Quoted from DanRRight
Moorthy, Even dense matrix sizes 1000x1000 are not considered large nowadays. It may even fit into L2/L3 cache of your processor. What type of sparsity is your matrix?
As to inverting matrix the BLAS is probably the best but all depends on the type of sparse matrix. For dense matrices BLAS gives speedup versus Crout method for example by factor 1.3. I have fortran example with sources of Lapack and BLAS of using different methods of matrix inversion made by DaveGemini called testfpu, try to search this name and you may find it, if not let me know.
If matrix is larger than that then parallel methods are recommended, why not use extra cores, even cellphones are now multi-processors. You can see an example of parallel library speedup versus some other methods in my post today in another thread in 'General'
Hi Dan
Thanks for the elaborated reply. Pls. send the testfpu as I could not download the testfpu.f90 as the DaveGeminii's FTP is not reacheable. I will try it out.

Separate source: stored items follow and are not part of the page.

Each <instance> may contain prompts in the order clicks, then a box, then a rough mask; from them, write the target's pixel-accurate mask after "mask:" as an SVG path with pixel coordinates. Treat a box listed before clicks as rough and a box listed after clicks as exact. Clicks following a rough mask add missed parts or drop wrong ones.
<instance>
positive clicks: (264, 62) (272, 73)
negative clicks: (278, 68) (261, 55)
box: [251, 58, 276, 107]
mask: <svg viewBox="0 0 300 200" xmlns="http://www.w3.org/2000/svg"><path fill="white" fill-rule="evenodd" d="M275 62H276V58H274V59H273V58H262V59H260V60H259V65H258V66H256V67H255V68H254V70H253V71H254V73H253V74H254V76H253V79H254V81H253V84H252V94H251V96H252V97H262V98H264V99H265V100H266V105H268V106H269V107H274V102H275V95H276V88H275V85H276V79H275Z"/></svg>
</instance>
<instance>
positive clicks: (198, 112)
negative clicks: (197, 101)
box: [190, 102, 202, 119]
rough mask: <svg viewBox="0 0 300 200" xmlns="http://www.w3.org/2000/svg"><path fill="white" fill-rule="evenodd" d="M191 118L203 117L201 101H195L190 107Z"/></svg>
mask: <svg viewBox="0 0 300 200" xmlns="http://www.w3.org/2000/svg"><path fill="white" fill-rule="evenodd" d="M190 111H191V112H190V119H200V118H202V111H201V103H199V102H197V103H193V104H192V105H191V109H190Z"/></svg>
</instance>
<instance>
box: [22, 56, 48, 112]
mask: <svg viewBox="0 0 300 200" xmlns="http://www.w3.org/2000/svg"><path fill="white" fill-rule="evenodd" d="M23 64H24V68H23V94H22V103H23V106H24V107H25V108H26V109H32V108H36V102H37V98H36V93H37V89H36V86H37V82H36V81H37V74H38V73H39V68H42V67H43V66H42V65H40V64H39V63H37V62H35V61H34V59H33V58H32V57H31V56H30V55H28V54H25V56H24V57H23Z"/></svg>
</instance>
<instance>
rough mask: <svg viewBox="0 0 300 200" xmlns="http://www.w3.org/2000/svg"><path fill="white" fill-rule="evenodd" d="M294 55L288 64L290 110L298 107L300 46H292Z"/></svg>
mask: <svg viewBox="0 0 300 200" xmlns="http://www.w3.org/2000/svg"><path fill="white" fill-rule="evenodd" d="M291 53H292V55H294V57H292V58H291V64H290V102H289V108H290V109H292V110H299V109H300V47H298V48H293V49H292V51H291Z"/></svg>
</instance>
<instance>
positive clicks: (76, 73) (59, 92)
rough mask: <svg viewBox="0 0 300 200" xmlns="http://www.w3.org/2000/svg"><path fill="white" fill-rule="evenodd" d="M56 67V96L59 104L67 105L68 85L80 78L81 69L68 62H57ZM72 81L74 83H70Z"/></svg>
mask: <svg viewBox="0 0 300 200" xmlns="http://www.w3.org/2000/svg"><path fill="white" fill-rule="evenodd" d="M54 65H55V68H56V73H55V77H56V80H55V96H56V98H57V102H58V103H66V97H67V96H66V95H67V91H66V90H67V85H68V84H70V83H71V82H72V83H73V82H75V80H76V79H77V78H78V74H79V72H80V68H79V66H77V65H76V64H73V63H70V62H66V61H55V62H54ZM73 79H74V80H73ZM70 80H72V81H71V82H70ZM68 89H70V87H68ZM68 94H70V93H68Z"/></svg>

Sparse matrix are nothing but the non-zero elements are about 5% of the whole matrix which includes non-zero diagonal elements. Hence, exploiting the sparse structure in storing and processing would be required. In such situation, finding an inverse of a matrix to solve for the vector x
Quoted from Moorthy
Ax=B
the LU decomposition by triangular factorization, optimal ordering and direct solutions methods would be easily helpful to compute the inverse of a matrix without loosing the advantage of sparsity. Otherwise, the inverted matrix in an conventional way would fetch in the coefficient factor matrix with 100% all elements calculated, causes heavy performance deterioration and time delays. Hence, faster methods are helpful to speed up the computations using the above methods without compromising the performance and accuracy of the results.
This is what I am looking at. I believe, testfpu follows the normal way. Do you have any suggestions in the above directions where some fortran codes or methods to help out.
As you rightly said, the parallel computation methods are very much in need for such cases as I stated above. Exploiting the cores and caches would very much useful. As per your statistics, LAIPE is better approach in exploiting the parallel processing for these computations.. But it is not in usable condition for matrix inversion here 😦
Your discussion is very useful. Thanks